CM . . . . Volume XXII Number 13 . . . . November 27, 2015
When I was a child, decades ago, my non-school free time was largely taken up with unstructured play that involved my neighbourhood friends. Then, baseball and hockey were the only out-of-school sports that were supported and organized by the local community. However, as I look at the schedules of my grandchildren, I realize that their entire off-school hours and weekends (apart from sleeping) could be easily consumed by "purchased" lessons and activities, with their parents' roles being reduced to that of deep-pocket funders and personal chauffeurs.

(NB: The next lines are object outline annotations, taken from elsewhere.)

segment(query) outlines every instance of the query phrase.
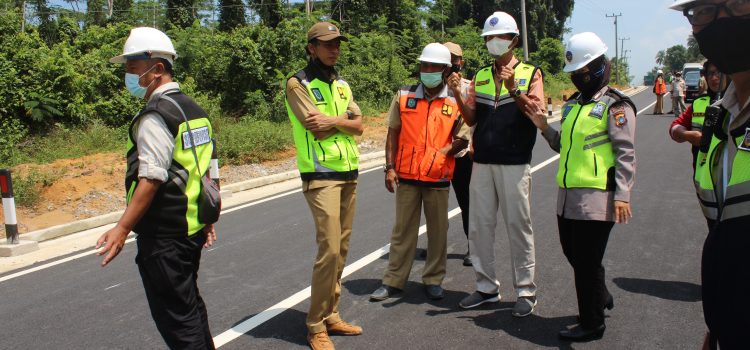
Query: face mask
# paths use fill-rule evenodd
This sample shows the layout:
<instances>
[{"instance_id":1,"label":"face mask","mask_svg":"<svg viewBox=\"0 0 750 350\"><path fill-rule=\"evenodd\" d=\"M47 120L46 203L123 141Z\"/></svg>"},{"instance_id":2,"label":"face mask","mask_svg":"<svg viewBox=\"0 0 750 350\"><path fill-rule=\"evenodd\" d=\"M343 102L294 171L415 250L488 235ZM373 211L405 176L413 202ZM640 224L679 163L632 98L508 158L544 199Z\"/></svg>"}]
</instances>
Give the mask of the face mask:
<instances>
[{"instance_id":1,"label":"face mask","mask_svg":"<svg viewBox=\"0 0 750 350\"><path fill-rule=\"evenodd\" d=\"M703 56L725 74L750 70L750 46L740 33L750 33L750 19L717 18L693 36Z\"/></svg>"},{"instance_id":2,"label":"face mask","mask_svg":"<svg viewBox=\"0 0 750 350\"><path fill-rule=\"evenodd\" d=\"M145 71L141 75L132 74L132 73L125 73L125 87L128 89L128 92L130 92L131 95L138 97L138 98L144 98L146 97L146 91L148 90L148 87L153 84L153 82L156 80L151 80L150 83L146 87L141 86L140 80L141 77L146 75L146 73L150 72L152 69L154 69L156 66L151 66L147 71Z\"/></svg>"},{"instance_id":3,"label":"face mask","mask_svg":"<svg viewBox=\"0 0 750 350\"><path fill-rule=\"evenodd\" d=\"M510 51L510 44L512 42L512 40L494 38L486 43L487 50L490 51L492 57L498 58Z\"/></svg>"},{"instance_id":4,"label":"face mask","mask_svg":"<svg viewBox=\"0 0 750 350\"><path fill-rule=\"evenodd\" d=\"M609 83L609 63L605 59L601 59L601 62L598 61L599 59L593 61L593 64L589 63L587 73L570 75L570 80L576 89L581 92L584 100L591 99L596 92Z\"/></svg>"},{"instance_id":5,"label":"face mask","mask_svg":"<svg viewBox=\"0 0 750 350\"><path fill-rule=\"evenodd\" d=\"M419 72L419 79L428 89L432 89L443 82L443 72L424 73Z\"/></svg>"}]
</instances>

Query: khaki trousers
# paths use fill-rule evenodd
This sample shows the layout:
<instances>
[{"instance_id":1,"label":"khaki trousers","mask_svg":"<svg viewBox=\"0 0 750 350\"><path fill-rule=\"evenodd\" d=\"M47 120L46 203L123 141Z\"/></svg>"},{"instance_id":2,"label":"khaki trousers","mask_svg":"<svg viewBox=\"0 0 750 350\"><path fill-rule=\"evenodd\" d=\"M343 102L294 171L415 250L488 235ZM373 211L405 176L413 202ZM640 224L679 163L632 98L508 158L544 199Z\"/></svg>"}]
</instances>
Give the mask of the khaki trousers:
<instances>
[{"instance_id":1,"label":"khaki trousers","mask_svg":"<svg viewBox=\"0 0 750 350\"><path fill-rule=\"evenodd\" d=\"M448 187L400 184L396 189L396 223L391 233L388 269L383 276L383 284L387 286L403 289L409 279L423 204L427 221L427 261L422 271L422 283L443 283L448 254Z\"/></svg>"},{"instance_id":2,"label":"khaki trousers","mask_svg":"<svg viewBox=\"0 0 750 350\"><path fill-rule=\"evenodd\" d=\"M528 164L474 162L469 184L469 252L477 290L500 292L495 277L495 228L498 209L510 242L513 287L519 297L535 296L534 232L531 229L531 169Z\"/></svg>"},{"instance_id":3,"label":"khaki trousers","mask_svg":"<svg viewBox=\"0 0 750 350\"><path fill-rule=\"evenodd\" d=\"M315 221L315 239L318 243L318 256L312 273L310 311L305 323L310 333L319 333L326 330L326 323L341 321L338 310L341 274L349 252L357 182L305 181L302 191Z\"/></svg>"}]
</instances>

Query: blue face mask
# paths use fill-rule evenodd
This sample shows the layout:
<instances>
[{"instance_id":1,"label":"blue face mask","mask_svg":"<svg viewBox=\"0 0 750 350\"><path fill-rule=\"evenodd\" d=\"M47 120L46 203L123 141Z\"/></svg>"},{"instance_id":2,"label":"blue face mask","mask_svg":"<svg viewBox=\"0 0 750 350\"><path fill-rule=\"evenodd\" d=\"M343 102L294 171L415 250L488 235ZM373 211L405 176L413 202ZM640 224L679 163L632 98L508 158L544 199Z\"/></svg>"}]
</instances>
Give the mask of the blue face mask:
<instances>
[{"instance_id":1,"label":"blue face mask","mask_svg":"<svg viewBox=\"0 0 750 350\"><path fill-rule=\"evenodd\" d=\"M154 69L154 67L155 66L151 66L151 68L149 68L141 75L125 73L125 87L128 89L128 92L130 92L131 95L138 98L146 97L146 91L148 90L148 87L151 86L151 84L156 79L152 80L151 83L149 83L146 87L141 86L140 80L142 76L146 75L146 73L150 72L152 69Z\"/></svg>"},{"instance_id":2,"label":"blue face mask","mask_svg":"<svg viewBox=\"0 0 750 350\"><path fill-rule=\"evenodd\" d=\"M443 82L443 72L424 73L419 72L419 79L428 89L432 89Z\"/></svg>"}]
</instances>

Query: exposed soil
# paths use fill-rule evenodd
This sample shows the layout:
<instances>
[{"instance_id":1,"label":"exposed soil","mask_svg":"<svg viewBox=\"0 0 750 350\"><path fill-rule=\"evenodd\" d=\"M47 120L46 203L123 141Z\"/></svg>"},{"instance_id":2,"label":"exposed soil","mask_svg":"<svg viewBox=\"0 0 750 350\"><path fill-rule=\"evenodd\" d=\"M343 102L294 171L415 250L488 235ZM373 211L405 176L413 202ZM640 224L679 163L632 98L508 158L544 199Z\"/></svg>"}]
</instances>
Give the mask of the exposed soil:
<instances>
[{"instance_id":1,"label":"exposed soil","mask_svg":"<svg viewBox=\"0 0 750 350\"><path fill-rule=\"evenodd\" d=\"M385 115L365 118L365 132L358 139L362 154L383 150L388 131ZM296 167L294 149L279 152L261 164L224 166L222 183L229 184L276 174ZM21 234L125 209L125 157L102 153L50 164L23 164L12 169L14 177L34 172L46 179L40 200L31 207L17 206ZM0 210L0 220L4 220ZM4 221L2 221L4 222ZM0 226L0 238L5 227Z\"/></svg>"}]
</instances>

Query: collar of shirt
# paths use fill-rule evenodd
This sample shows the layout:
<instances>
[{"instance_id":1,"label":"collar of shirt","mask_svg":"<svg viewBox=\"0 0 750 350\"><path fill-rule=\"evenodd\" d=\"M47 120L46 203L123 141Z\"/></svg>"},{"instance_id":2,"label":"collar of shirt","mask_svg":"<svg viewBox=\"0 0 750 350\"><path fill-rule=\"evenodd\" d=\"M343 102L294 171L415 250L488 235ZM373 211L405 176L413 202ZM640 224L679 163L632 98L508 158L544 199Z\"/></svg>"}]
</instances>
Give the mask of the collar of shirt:
<instances>
[{"instance_id":1,"label":"collar of shirt","mask_svg":"<svg viewBox=\"0 0 750 350\"><path fill-rule=\"evenodd\" d=\"M151 96L148 98L148 100L151 101L152 98L161 95L165 91L179 90L179 89L180 89L180 84L178 84L177 82L173 81L171 83L166 83L156 88L156 90L154 90L154 92L151 93Z\"/></svg>"},{"instance_id":2,"label":"collar of shirt","mask_svg":"<svg viewBox=\"0 0 750 350\"><path fill-rule=\"evenodd\" d=\"M448 97L448 85L443 84L443 87L440 89L440 92L436 96L429 96L429 93L424 88L424 85L422 83L419 83L417 86L417 91L414 92L414 95L416 95L416 98L419 99L426 99L427 101L432 101L436 98L446 98Z\"/></svg>"},{"instance_id":3,"label":"collar of shirt","mask_svg":"<svg viewBox=\"0 0 750 350\"><path fill-rule=\"evenodd\" d=\"M737 100L736 88L734 82L729 84L724 96L719 102L722 107L729 111L729 130L733 130L739 125L742 125L750 117L750 99L745 101L744 106L740 106L740 102Z\"/></svg>"}]
</instances>

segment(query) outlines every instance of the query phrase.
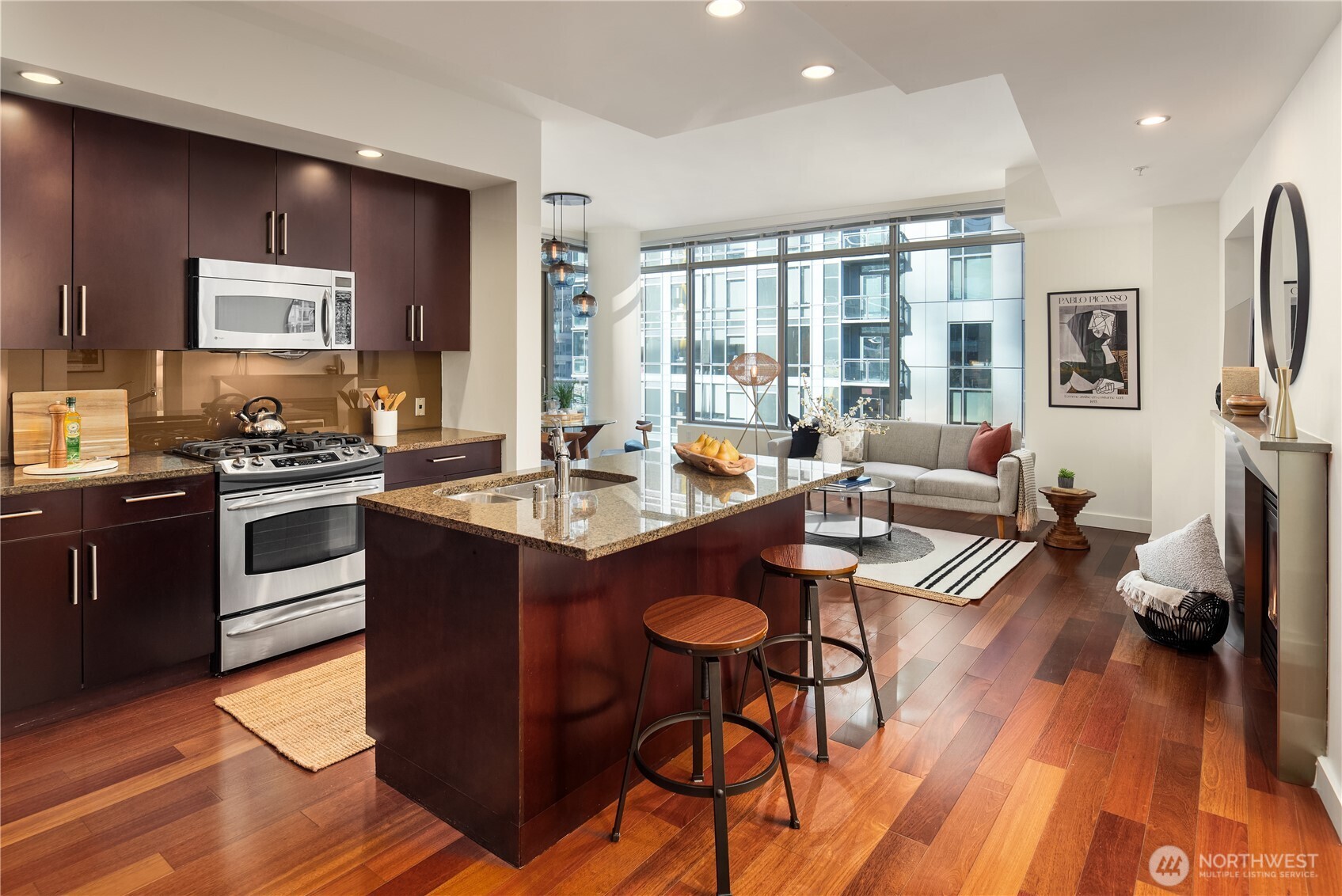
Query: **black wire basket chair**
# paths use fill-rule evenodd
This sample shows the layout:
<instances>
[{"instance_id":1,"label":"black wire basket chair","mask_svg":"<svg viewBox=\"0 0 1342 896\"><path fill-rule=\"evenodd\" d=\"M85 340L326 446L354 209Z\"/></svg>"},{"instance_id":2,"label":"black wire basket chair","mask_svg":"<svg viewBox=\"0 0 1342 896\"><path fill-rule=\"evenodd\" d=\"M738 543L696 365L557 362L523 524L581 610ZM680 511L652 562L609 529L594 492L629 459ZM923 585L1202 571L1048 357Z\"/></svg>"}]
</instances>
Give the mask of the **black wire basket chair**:
<instances>
[{"instance_id":1,"label":"black wire basket chair","mask_svg":"<svg viewBox=\"0 0 1342 896\"><path fill-rule=\"evenodd\" d=\"M1176 651L1210 651L1231 624L1229 602L1208 592L1189 592L1178 609L1178 618L1151 608L1133 616L1146 637Z\"/></svg>"}]
</instances>

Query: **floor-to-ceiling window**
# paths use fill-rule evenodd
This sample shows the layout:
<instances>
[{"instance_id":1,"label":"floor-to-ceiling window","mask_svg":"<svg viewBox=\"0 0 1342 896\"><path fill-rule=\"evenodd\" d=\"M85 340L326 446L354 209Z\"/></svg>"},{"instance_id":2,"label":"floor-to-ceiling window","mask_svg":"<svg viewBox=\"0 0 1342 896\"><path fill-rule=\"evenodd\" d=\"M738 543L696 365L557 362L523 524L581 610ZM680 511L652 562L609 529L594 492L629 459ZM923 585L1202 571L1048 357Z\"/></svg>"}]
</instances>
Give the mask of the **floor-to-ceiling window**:
<instances>
[{"instance_id":1,"label":"floor-to-ceiling window","mask_svg":"<svg viewBox=\"0 0 1342 896\"><path fill-rule=\"evenodd\" d=\"M644 416L672 437L745 423L726 366L764 351L782 363L761 405L774 428L804 382L844 410L1020 425L1021 245L1001 215L966 212L646 247Z\"/></svg>"}]
</instances>

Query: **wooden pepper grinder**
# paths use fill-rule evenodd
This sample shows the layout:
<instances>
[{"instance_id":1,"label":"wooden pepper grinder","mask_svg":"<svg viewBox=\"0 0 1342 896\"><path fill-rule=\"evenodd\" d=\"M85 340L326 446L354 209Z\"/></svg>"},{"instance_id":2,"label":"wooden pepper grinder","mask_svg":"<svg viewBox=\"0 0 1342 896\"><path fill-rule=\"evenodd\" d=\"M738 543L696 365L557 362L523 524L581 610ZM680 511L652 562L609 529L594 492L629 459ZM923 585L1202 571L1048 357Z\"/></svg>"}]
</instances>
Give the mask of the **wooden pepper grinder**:
<instances>
[{"instance_id":1,"label":"wooden pepper grinder","mask_svg":"<svg viewBox=\"0 0 1342 896\"><path fill-rule=\"evenodd\" d=\"M47 405L51 414L51 447L47 448L47 465L60 469L66 465L66 410L63 404Z\"/></svg>"}]
</instances>

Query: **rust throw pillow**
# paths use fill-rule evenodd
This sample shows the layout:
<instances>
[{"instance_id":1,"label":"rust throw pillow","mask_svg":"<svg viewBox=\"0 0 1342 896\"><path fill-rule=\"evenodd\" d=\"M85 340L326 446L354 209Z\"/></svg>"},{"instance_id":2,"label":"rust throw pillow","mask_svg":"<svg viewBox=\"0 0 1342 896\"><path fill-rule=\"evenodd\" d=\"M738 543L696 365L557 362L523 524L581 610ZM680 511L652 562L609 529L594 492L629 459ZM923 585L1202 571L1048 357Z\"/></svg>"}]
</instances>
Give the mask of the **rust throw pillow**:
<instances>
[{"instance_id":1,"label":"rust throw pillow","mask_svg":"<svg viewBox=\"0 0 1342 896\"><path fill-rule=\"evenodd\" d=\"M997 461L1011 451L1011 424L993 429L986 421L978 424L978 432L969 444L969 468L976 473L997 475Z\"/></svg>"}]
</instances>

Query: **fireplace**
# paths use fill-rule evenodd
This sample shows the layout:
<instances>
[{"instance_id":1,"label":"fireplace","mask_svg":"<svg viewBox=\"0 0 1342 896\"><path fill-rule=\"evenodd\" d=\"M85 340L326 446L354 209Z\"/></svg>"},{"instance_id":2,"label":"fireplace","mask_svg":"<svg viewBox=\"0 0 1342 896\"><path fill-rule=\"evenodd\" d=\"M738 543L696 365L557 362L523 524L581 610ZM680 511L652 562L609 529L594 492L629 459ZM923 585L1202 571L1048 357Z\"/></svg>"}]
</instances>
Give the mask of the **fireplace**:
<instances>
[{"instance_id":1,"label":"fireplace","mask_svg":"<svg viewBox=\"0 0 1342 896\"><path fill-rule=\"evenodd\" d=\"M1259 638L1259 656L1263 660L1263 671L1272 679L1276 687L1276 644L1278 644L1278 569L1280 551L1278 549L1278 533L1280 523L1276 511L1276 492L1271 488L1263 490L1263 601L1261 601L1261 636Z\"/></svg>"},{"instance_id":2,"label":"fireplace","mask_svg":"<svg viewBox=\"0 0 1342 896\"><path fill-rule=\"evenodd\" d=\"M1308 785L1327 728L1327 475L1333 447L1271 435L1260 417L1212 412L1225 432L1225 566L1235 589L1227 640L1259 657L1276 689L1268 767Z\"/></svg>"}]
</instances>

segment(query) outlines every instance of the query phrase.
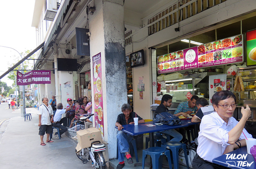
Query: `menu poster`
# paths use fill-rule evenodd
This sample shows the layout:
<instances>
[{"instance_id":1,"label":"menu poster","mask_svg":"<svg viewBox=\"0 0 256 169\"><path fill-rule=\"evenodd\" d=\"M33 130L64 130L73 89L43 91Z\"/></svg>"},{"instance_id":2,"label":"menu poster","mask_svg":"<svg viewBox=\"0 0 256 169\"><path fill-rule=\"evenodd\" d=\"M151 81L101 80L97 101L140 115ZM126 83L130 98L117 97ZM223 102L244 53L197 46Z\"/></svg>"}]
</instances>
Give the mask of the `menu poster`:
<instances>
[{"instance_id":1,"label":"menu poster","mask_svg":"<svg viewBox=\"0 0 256 169\"><path fill-rule=\"evenodd\" d=\"M157 57L157 73L161 74L243 62L243 34L238 35L159 56ZM256 41L256 37L254 39ZM254 64L256 64L255 44L254 42L255 46L251 50L255 52L252 53L255 56Z\"/></svg>"},{"instance_id":2,"label":"menu poster","mask_svg":"<svg viewBox=\"0 0 256 169\"><path fill-rule=\"evenodd\" d=\"M185 70L198 67L197 46L183 50L185 57L184 58L184 67Z\"/></svg>"},{"instance_id":3,"label":"menu poster","mask_svg":"<svg viewBox=\"0 0 256 169\"><path fill-rule=\"evenodd\" d=\"M104 136L103 116L103 98L102 91L102 73L101 53L92 56L93 72L93 94L94 95L95 127L100 130L101 137Z\"/></svg>"},{"instance_id":4,"label":"menu poster","mask_svg":"<svg viewBox=\"0 0 256 169\"><path fill-rule=\"evenodd\" d=\"M229 84L230 85L230 81L229 82ZM227 90L227 74L209 76L209 95L210 98L209 104L210 105L212 105L211 98L214 93Z\"/></svg>"},{"instance_id":5,"label":"menu poster","mask_svg":"<svg viewBox=\"0 0 256 169\"><path fill-rule=\"evenodd\" d=\"M256 30L246 33L246 66L256 65Z\"/></svg>"}]
</instances>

In Over-Scheduled Andrew, Andrew's love of acting leads to his joining the school's drama club. When Andrew's drama teacher suggests that his joining the debating club would assist him in improving his voice projection, he does so. As the excerpt above evidences, Andrew's success as a debater leads, in turn, to a suggestion from his friend, Calvin, that Andrew should join the chess club. Andrew acknowledges that three clubs were a lot, but he believed that he could successfully manage them timewise. However, then he signed up for out-of-school ballet and karate classes to assist him in mastering the dance routines that were part of the drama production. Andrew's improved physical coordination causes the school's tennis coach to recruit him while another school friend convinces Andrew to take on the editorship of the school's newspaper. Additionally "Grandma insisted that [Andrew] learn to play the bagpipes." It's almost as if Andrew has become addicted to extracurricular activities as he adds the French film club, singing lessons and Spanish classes to his already crowded schedule.
However, Andrew's over-involvement in so many activities finally takes a toll on him physically, emotionally and mentally, and he begins to make errors in all the areas in which he had previously succeeded. A fatigued Andrew reaches his lowest point when he falls asleep offstage during the drama club's performance, and, as a consequence, he misses his entrance cue and the opportunity to perform in the play. A now wiser Andrew recognizes that "[c]learly, he was doing too much", and so he cuts back on his scheduled activities, retaining only the drama and French film clubs. Andrew can now use the "liberated" time for something which had been all but eliminated from his over-scheduled life - free, unstructured play with his friends.
According to a note on the copyright page, "The artwork was rendered digitally and with a great deal of over-scheduling." Endpapers provide Andrew's schedule for a week. Particularly telling are Andrew's added notes, such as Sunday's "Visit Edie!", Friday's "SLEEP" and Saturday's "SHOWER!". Few youngsters would be happy with Saturday's schedule that begins with "sleep in until 5:30 a.m.!!!!" Spires' use of several images on a single page underlines how busy Andrew's life is becoming.
While Over-Scheduled Andrew is intended for an early years audience, its message should also serve as a cautionary tale for parents who might be tempted to over-schedule their own children's lives while forgetting that we all need time to just "play".
Dave Jenkinson, CM's editor, lives in Winnipeg, MB.